Supreme Court reverses lower courts on Puerto Ricans’ eligibility for federal SSI benefits
3 min readThe U.S. Supreme Court reversed the decision of two lower courts that had declared Puerto Ricans eligible for federal Supplemental Security Income benefits.
The Supreme Court released its 8-1 decision in the United States v. Vaello Madero case on Thursday. Justice Sonia Sotomayor wrote the a dissent.
The SSI program provides financial assistance to disabled adults in the 50 states and the Northern Mariana Islands. Jose Luis Vaello Madero was trying to extend the program to those living in Puerto Rico and other territories. Some analysts said if Puerto Rico gained this, it would have contributed to economic growth. .
In his majority opinion, Associate Justice Brett Kavanaugh pointed to the Territory Clause of the U.S. Constitution that Congress may “make all needful rules and regulations respecting the Territory … belonging to the United States.”
Kavanaugh focused on federal powers over taxes and benefits in the territories and how they were linked.

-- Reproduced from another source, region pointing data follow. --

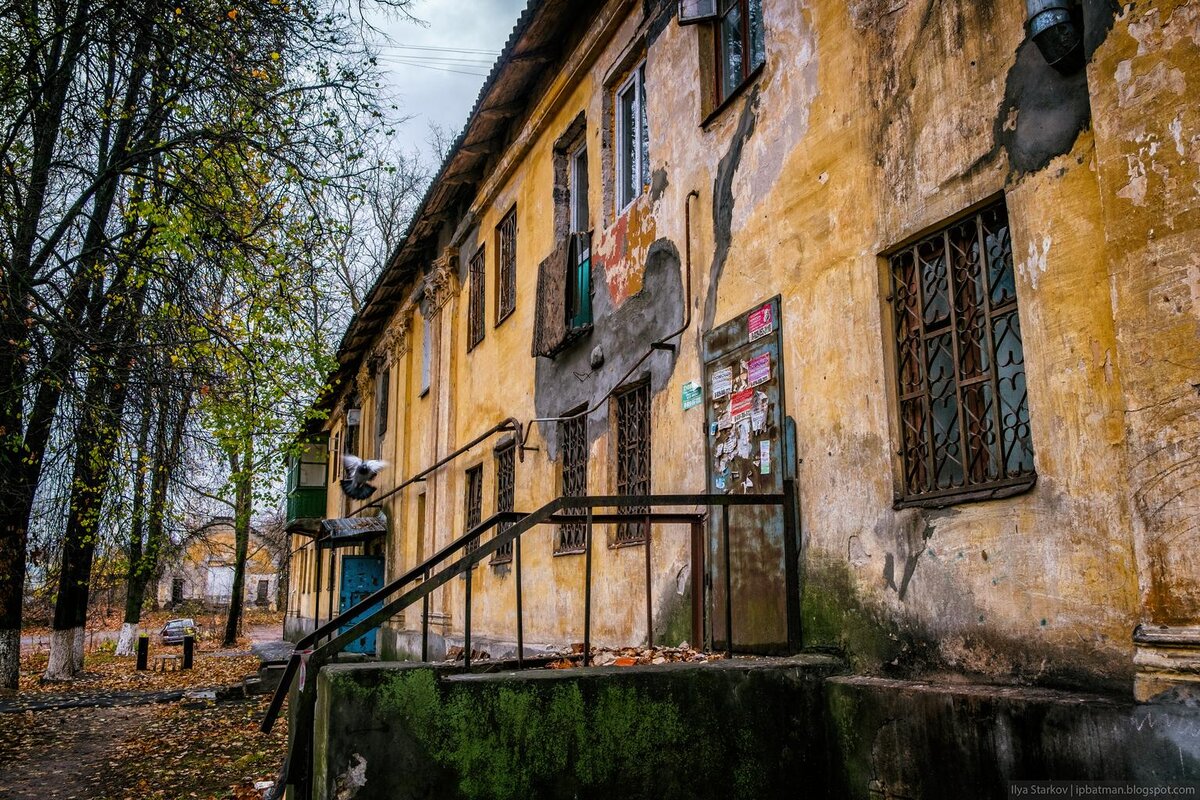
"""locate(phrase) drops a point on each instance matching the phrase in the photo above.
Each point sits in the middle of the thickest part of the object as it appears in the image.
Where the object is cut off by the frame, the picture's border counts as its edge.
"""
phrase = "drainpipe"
(1055, 29)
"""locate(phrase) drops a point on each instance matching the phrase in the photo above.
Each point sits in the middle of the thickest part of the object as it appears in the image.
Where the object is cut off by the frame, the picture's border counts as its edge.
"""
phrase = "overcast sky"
(437, 70)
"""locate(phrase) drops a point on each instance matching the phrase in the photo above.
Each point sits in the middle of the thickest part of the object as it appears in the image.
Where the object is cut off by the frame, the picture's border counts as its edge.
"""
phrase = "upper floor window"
(383, 386)
(426, 355)
(741, 48)
(507, 265)
(633, 139)
(964, 408)
(477, 278)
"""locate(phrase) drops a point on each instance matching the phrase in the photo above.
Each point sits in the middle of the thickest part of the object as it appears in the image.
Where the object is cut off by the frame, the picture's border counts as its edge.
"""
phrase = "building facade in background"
(883, 252)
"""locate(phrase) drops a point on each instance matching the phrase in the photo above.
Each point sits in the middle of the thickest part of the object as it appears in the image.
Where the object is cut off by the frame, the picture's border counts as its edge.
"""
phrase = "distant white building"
(204, 569)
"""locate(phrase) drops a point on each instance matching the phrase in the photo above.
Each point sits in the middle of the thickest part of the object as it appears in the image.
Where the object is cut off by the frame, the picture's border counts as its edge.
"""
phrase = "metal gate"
(361, 576)
(745, 443)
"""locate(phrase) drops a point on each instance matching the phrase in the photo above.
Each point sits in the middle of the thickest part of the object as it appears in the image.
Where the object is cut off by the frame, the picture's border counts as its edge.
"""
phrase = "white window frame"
(634, 83)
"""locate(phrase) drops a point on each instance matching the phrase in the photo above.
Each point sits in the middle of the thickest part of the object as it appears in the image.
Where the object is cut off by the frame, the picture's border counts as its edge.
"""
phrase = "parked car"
(174, 631)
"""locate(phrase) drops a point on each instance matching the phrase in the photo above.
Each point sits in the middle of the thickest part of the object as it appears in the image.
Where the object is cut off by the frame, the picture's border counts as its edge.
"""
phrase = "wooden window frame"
(507, 266)
(477, 325)
(637, 160)
(749, 68)
(955, 332)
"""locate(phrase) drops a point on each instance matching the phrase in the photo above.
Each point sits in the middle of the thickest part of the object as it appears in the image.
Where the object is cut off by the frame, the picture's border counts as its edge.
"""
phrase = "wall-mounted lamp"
(1055, 29)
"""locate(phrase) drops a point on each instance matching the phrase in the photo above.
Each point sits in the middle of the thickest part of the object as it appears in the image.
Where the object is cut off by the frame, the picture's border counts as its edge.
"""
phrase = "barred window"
(474, 501)
(573, 439)
(633, 456)
(475, 306)
(507, 266)
(505, 486)
(964, 411)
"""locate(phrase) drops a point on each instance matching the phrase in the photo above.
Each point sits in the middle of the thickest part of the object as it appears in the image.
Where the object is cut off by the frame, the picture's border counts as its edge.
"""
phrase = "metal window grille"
(505, 489)
(573, 438)
(474, 501)
(964, 409)
(507, 266)
(633, 455)
(475, 304)
(741, 46)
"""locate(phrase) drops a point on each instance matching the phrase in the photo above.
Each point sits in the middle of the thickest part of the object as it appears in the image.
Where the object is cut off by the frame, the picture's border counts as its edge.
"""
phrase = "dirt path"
(60, 755)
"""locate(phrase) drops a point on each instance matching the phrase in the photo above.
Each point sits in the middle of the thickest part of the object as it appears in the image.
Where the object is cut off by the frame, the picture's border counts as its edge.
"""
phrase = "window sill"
(732, 96)
(955, 497)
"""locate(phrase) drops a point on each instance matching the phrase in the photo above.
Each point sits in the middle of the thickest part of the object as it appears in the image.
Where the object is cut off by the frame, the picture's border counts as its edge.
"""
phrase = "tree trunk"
(243, 500)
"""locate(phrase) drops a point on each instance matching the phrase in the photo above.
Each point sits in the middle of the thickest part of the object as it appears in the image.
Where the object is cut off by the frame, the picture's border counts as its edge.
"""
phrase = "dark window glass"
(507, 266)
(474, 501)
(573, 439)
(633, 455)
(741, 44)
(505, 486)
(475, 306)
(964, 411)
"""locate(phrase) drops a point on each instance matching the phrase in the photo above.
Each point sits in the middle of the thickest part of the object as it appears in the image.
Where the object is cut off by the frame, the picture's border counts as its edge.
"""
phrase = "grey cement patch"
(568, 380)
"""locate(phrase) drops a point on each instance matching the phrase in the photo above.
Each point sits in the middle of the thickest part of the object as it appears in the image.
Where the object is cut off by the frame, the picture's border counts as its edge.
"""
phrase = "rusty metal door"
(745, 443)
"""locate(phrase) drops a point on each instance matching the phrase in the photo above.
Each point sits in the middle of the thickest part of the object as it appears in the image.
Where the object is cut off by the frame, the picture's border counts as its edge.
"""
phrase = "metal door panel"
(361, 576)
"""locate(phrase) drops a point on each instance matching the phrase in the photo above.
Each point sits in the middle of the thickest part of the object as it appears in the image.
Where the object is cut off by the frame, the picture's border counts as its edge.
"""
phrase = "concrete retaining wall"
(765, 728)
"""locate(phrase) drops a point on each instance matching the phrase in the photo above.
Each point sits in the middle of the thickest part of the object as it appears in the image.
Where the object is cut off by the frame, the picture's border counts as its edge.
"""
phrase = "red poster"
(761, 323)
(741, 404)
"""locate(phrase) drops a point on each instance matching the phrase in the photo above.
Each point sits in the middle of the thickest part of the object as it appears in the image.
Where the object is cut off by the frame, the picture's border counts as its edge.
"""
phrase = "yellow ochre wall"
(870, 124)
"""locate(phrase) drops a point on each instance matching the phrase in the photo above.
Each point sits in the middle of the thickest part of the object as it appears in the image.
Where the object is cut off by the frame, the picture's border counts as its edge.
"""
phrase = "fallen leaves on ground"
(153, 752)
(631, 656)
(108, 673)
(213, 751)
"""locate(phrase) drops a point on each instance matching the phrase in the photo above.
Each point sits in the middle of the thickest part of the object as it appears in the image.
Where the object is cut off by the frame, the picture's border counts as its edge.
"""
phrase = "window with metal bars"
(507, 265)
(633, 455)
(964, 410)
(475, 306)
(573, 441)
(474, 503)
(505, 489)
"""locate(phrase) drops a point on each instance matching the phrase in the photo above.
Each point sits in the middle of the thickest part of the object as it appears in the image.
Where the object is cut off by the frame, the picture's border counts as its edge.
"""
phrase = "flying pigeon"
(358, 474)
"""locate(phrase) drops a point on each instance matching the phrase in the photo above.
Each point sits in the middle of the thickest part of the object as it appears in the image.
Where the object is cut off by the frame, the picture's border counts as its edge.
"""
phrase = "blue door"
(361, 576)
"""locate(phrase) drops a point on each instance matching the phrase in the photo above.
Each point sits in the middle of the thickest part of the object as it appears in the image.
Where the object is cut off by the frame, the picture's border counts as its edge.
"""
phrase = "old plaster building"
(886, 250)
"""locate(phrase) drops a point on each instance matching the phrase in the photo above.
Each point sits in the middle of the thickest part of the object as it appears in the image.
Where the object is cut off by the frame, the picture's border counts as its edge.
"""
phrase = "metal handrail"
(301, 738)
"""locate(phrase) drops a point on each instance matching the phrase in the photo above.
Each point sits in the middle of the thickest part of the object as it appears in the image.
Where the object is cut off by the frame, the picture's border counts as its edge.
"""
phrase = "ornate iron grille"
(633, 455)
(505, 486)
(475, 301)
(474, 501)
(507, 266)
(573, 437)
(964, 408)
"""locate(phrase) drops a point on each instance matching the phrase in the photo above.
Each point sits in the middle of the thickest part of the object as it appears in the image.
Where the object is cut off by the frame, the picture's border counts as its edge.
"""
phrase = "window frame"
(473, 501)
(505, 266)
(633, 533)
(505, 493)
(477, 299)
(749, 70)
(917, 455)
(636, 83)
(571, 536)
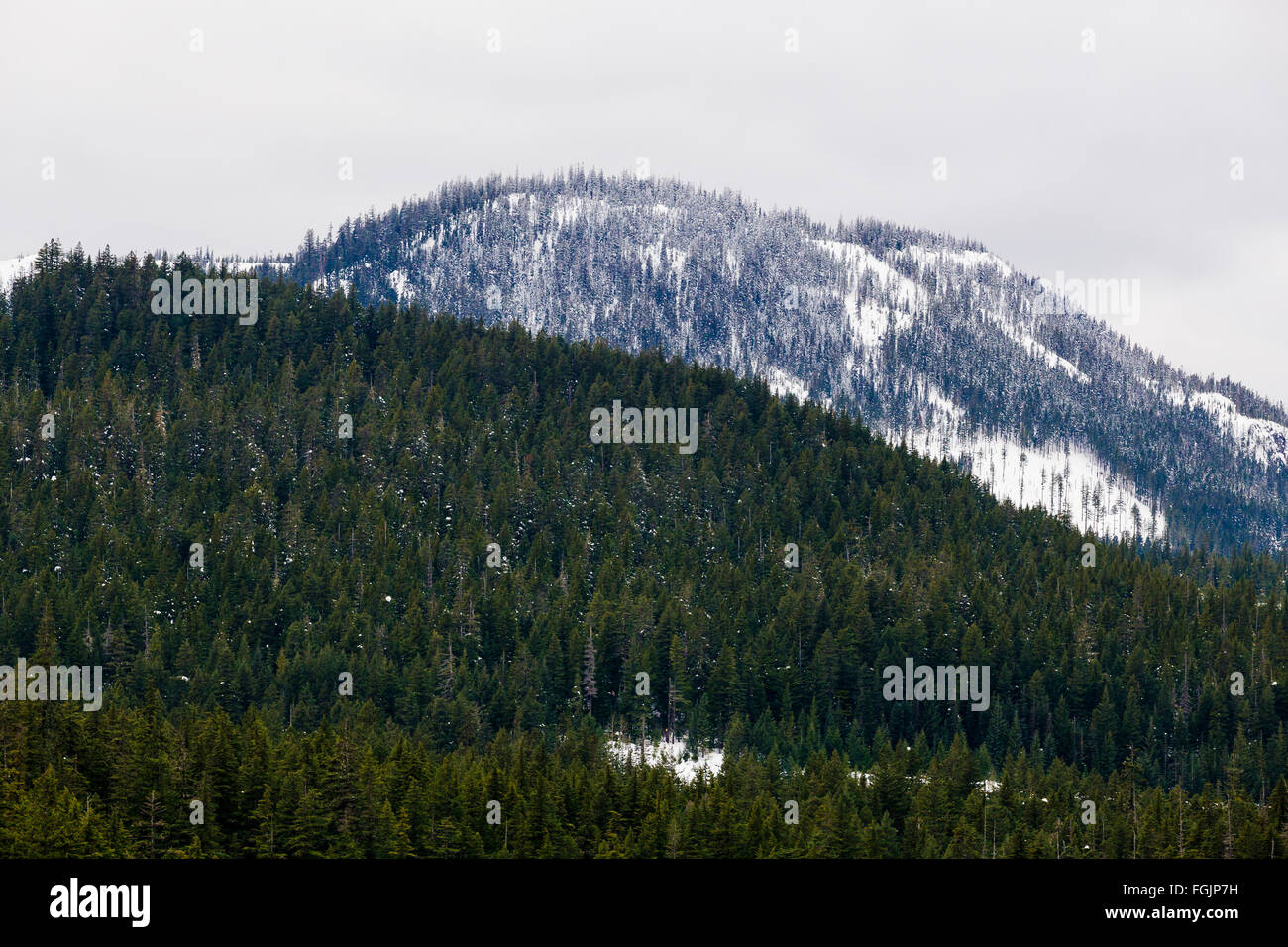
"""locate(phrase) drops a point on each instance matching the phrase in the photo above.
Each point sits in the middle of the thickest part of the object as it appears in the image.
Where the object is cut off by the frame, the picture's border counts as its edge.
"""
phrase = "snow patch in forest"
(673, 755)
(1060, 478)
(782, 384)
(1263, 441)
(12, 268)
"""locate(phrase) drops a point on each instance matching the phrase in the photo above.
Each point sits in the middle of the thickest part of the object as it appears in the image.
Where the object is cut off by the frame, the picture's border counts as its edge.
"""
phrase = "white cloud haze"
(1106, 163)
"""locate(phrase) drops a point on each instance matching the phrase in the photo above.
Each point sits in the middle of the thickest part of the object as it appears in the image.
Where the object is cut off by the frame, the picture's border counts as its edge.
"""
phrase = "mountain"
(931, 339)
(310, 633)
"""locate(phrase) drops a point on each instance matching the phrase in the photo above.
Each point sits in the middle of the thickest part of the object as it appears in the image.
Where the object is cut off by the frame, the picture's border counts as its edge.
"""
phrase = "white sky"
(1113, 163)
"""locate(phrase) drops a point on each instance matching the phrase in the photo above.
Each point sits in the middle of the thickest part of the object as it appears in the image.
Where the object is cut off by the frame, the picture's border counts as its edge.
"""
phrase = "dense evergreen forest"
(323, 556)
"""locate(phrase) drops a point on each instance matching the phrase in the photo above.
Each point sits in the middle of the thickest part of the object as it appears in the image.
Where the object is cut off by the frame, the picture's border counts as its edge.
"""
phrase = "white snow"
(12, 268)
(781, 382)
(398, 283)
(1057, 476)
(671, 755)
(1261, 440)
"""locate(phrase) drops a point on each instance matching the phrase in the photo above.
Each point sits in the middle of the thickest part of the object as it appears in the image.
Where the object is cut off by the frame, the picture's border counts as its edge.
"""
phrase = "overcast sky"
(1106, 163)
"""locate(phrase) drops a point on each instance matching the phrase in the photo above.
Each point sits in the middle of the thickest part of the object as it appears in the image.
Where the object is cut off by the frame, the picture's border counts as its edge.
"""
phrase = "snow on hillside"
(12, 268)
(1064, 479)
(1263, 441)
(671, 755)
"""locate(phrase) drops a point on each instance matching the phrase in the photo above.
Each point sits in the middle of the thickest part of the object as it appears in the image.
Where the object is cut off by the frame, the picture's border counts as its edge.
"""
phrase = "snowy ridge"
(927, 338)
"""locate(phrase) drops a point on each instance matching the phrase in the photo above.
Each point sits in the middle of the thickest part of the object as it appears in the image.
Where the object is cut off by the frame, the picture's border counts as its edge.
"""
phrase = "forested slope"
(323, 556)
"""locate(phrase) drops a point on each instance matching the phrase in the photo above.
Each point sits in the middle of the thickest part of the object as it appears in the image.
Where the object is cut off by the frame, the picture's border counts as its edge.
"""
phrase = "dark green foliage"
(369, 556)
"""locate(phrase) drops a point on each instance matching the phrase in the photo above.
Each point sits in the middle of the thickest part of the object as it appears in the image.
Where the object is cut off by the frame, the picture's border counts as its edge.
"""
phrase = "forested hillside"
(325, 556)
(930, 338)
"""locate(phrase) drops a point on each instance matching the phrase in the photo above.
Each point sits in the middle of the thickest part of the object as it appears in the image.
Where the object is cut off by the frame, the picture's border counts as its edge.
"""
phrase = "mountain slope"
(931, 339)
(323, 554)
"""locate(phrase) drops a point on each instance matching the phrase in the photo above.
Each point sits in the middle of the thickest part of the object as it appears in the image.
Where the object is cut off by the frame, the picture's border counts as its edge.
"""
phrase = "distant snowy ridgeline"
(923, 335)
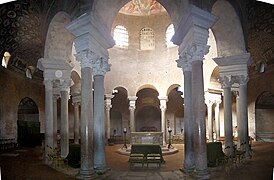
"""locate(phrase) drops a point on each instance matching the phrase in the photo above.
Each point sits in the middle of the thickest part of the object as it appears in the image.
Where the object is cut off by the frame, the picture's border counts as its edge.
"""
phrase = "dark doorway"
(28, 125)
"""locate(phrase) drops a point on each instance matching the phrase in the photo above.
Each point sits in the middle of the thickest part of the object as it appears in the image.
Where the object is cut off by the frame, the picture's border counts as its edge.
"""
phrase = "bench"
(145, 154)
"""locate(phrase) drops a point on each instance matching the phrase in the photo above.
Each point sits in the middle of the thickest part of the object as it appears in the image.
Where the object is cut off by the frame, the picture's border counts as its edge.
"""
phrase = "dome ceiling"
(142, 8)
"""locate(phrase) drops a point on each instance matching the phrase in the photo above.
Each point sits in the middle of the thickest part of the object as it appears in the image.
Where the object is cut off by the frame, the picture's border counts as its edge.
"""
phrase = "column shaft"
(108, 122)
(55, 121)
(86, 169)
(99, 126)
(132, 119)
(76, 123)
(244, 118)
(198, 105)
(189, 161)
(48, 117)
(163, 124)
(64, 124)
(217, 121)
(209, 122)
(228, 121)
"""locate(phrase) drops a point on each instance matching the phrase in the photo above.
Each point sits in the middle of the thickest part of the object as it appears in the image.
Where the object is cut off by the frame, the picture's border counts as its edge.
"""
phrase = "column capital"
(132, 102)
(184, 64)
(65, 85)
(108, 98)
(192, 51)
(163, 101)
(48, 84)
(226, 81)
(241, 79)
(86, 58)
(76, 98)
(100, 66)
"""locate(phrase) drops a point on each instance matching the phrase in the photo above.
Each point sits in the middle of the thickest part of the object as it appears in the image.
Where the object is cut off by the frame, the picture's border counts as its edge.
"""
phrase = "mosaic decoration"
(261, 35)
(142, 8)
(20, 32)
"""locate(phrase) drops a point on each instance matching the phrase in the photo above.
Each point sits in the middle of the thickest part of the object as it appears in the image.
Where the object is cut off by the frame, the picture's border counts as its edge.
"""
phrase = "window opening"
(120, 35)
(147, 40)
(169, 34)
(5, 59)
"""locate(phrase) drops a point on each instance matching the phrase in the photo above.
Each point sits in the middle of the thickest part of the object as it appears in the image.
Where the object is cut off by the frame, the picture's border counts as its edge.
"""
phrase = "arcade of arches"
(92, 69)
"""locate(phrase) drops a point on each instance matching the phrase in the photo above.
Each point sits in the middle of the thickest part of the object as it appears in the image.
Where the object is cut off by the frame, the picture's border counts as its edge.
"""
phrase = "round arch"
(230, 41)
(100, 8)
(59, 41)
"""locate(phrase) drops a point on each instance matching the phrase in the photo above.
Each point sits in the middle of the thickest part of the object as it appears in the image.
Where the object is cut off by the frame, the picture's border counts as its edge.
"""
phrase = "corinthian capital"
(86, 58)
(196, 52)
(183, 63)
(241, 79)
(100, 66)
(226, 81)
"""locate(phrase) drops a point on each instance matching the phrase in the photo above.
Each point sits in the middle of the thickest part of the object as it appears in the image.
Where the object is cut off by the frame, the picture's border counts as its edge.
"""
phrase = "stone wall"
(15, 87)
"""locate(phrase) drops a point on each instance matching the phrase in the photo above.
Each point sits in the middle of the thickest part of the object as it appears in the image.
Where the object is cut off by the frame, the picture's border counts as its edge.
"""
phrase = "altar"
(146, 138)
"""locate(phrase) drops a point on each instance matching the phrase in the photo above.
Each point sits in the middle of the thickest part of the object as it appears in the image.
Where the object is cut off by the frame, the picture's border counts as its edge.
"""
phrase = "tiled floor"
(28, 164)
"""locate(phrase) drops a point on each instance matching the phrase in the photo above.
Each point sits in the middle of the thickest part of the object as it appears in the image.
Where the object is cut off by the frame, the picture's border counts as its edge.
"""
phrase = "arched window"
(120, 35)
(169, 34)
(6, 59)
(147, 40)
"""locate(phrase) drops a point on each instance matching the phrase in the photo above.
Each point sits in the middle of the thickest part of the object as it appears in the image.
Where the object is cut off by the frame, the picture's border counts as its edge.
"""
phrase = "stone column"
(86, 132)
(108, 106)
(132, 102)
(189, 160)
(56, 96)
(163, 101)
(217, 120)
(238, 114)
(100, 67)
(198, 108)
(226, 85)
(243, 129)
(192, 36)
(64, 119)
(209, 104)
(48, 116)
(76, 100)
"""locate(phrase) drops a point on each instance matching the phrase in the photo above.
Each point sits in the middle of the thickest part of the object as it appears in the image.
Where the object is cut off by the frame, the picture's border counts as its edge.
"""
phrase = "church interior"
(99, 74)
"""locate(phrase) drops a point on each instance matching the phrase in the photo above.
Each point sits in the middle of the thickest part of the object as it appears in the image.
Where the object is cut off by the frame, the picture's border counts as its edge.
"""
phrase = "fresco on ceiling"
(142, 7)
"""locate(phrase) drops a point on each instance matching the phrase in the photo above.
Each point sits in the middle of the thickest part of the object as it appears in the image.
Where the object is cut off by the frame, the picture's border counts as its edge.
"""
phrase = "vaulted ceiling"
(24, 24)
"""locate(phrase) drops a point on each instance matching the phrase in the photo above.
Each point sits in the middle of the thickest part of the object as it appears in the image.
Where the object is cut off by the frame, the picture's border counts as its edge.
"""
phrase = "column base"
(101, 170)
(86, 174)
(202, 174)
(187, 171)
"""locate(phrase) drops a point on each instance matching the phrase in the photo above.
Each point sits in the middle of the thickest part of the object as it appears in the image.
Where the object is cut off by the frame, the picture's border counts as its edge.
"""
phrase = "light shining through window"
(120, 35)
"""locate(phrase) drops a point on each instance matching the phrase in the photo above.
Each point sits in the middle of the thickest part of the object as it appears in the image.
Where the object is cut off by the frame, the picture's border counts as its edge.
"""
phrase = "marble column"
(48, 116)
(56, 96)
(189, 160)
(100, 67)
(198, 108)
(76, 100)
(64, 132)
(163, 101)
(238, 114)
(217, 120)
(108, 106)
(86, 129)
(226, 82)
(243, 129)
(209, 104)
(132, 102)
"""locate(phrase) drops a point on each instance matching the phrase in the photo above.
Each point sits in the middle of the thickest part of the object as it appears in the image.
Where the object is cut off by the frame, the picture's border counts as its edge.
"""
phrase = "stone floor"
(27, 164)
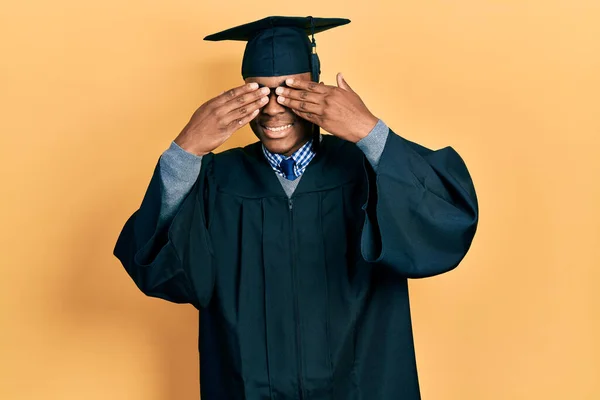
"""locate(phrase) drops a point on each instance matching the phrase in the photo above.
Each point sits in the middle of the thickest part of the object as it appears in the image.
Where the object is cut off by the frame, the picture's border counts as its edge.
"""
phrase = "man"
(297, 249)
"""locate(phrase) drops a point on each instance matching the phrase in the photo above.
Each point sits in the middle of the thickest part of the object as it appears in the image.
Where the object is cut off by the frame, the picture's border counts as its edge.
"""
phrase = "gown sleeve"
(421, 211)
(165, 246)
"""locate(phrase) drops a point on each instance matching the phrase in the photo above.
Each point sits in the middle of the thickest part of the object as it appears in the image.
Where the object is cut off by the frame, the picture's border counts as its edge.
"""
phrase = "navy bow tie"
(287, 167)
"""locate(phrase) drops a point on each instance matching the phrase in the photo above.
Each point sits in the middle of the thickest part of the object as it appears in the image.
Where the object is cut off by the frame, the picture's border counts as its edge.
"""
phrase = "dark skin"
(283, 120)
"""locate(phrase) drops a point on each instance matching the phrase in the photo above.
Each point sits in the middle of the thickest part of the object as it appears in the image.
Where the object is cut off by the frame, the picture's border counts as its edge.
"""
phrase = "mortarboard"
(280, 45)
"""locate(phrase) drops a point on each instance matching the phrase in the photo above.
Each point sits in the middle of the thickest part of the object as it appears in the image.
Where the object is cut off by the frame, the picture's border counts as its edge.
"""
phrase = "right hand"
(217, 119)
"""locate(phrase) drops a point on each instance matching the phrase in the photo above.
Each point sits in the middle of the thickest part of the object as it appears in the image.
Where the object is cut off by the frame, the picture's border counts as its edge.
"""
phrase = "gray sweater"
(179, 170)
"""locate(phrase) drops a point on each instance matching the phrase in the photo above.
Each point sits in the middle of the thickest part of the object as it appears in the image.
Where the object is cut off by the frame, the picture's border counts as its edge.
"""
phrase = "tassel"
(315, 65)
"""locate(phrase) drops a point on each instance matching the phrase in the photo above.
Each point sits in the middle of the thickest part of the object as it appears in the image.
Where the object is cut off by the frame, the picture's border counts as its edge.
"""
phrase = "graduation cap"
(280, 45)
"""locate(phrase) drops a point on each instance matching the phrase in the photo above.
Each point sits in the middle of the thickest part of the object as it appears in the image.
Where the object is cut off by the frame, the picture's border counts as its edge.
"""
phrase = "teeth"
(278, 129)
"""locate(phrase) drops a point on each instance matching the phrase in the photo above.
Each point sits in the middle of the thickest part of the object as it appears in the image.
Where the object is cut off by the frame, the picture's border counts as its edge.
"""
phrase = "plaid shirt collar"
(302, 158)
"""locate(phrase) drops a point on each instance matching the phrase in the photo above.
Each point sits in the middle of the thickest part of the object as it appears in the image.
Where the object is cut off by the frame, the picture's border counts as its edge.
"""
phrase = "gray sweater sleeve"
(178, 172)
(372, 144)
(179, 169)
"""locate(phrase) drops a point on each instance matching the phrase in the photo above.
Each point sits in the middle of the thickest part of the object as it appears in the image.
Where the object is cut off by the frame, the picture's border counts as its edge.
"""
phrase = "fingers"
(300, 105)
(240, 96)
(307, 85)
(308, 116)
(244, 114)
(301, 95)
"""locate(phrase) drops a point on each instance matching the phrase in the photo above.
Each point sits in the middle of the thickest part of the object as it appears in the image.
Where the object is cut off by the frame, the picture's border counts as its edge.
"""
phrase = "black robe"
(306, 298)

He noted that Puerto Rico residents generally do not pay federal income taxes. The lack of coverage of some federal programs in the territories parallels this, he said.
Kavanaugh said if the court approved Vaello Madero’s position that SSI should be extended to island residents, then the same argument could be made for many other federal benefits. Also, residents of the 50 states could insist that federal taxes be imposed on territorial residents. But the Constitution gives wide leeway to Congress on how it wishes to treat the territories for benefits and taxes, he said.
“The Supreme Court decision denying the most vulnerable American citizens living in Puerto Rico access to the Supplemental Security Income (SSI) is contrary to the basic tenets of our nation,” said Carmen Feliciano, executive director of the Puerto Rico Federal Affairs Administration. “It constitutes geographic discrimination and is a very clear example of how Puerto Ricans continue to be treated as second-class citizens in the 21st Century.” Feliciano works in the government of Gov. Pedro Pierluisi.
U.S. Rep. Nydia Velázquez, D-NY, said the decision is “a demoralizing setback for the people of Puerto Rico who deserve the same access to federal benefits as those living in the mainland United States.”
“We cannot forget that Puerto Rico was colonized by the United States over a century ago and today’s decision is yet another in a long and brutal effort by the U.S. to treat Puerto Ricans as second-class citizens,” she said.
Sadler Family Professor of Constitutional Law at NYU School of Law Richard Pildes said, “The decision maintains the status quo and is a predictable consequence of existing doctrine, under which disabled adults in Puerto Rico receive far less in income benefits than comparable adults who reside on the mainland of the United States.”
Hunter College Center for Puerto Rico Studies Research Associate Carlos Vargas-Ramos said, “It is interesting … that the court, so deferential to precedence in other circumstances, is unwilling to explicitly deploy the ultimate precedence underscoring the overwhelming majority of its decision on Puerto Rico: the Insular Cases. Justice Gorsuch, [Justice Clarence] Thomas, and, separately, Sotomayor hint at this glaring omission. But the court is certainly unwilling to reveal the racist legal basis for underscoring the differential treatment of Puerto Rico.”
The decision was “not surprising but it is certainly disappointing,” said Center for a New Economy Policy Director Sergio Marxuach.
He noted the Biden administration could have ordered the Department of Justice to withdraw its appeal but it decided not to.
“In addition, Kavanaugh’s analysis, in trying to avoid the controversial issue of the Insular Cases, is ‘utterly irrational’ as Justice Sotomayor states in her dissent,” he said.
“Stating that it is rational for Congress to discriminate against Puerto Rico because residents of the island by and large do not pay federal incomes taxes makes no sense in the context of this case because the beneficiaries of SSI, by definition, are aged, disabled, or blind and thus are unable to work or pay federal income taxes, whether they live in California, New York, or Montana,” Marxuach said. “All in all, a shameful day for the court, a bad day for the Biden administration, and most important of all a terrible day for the blind, aged, and disabled residents of Puerto Rico.”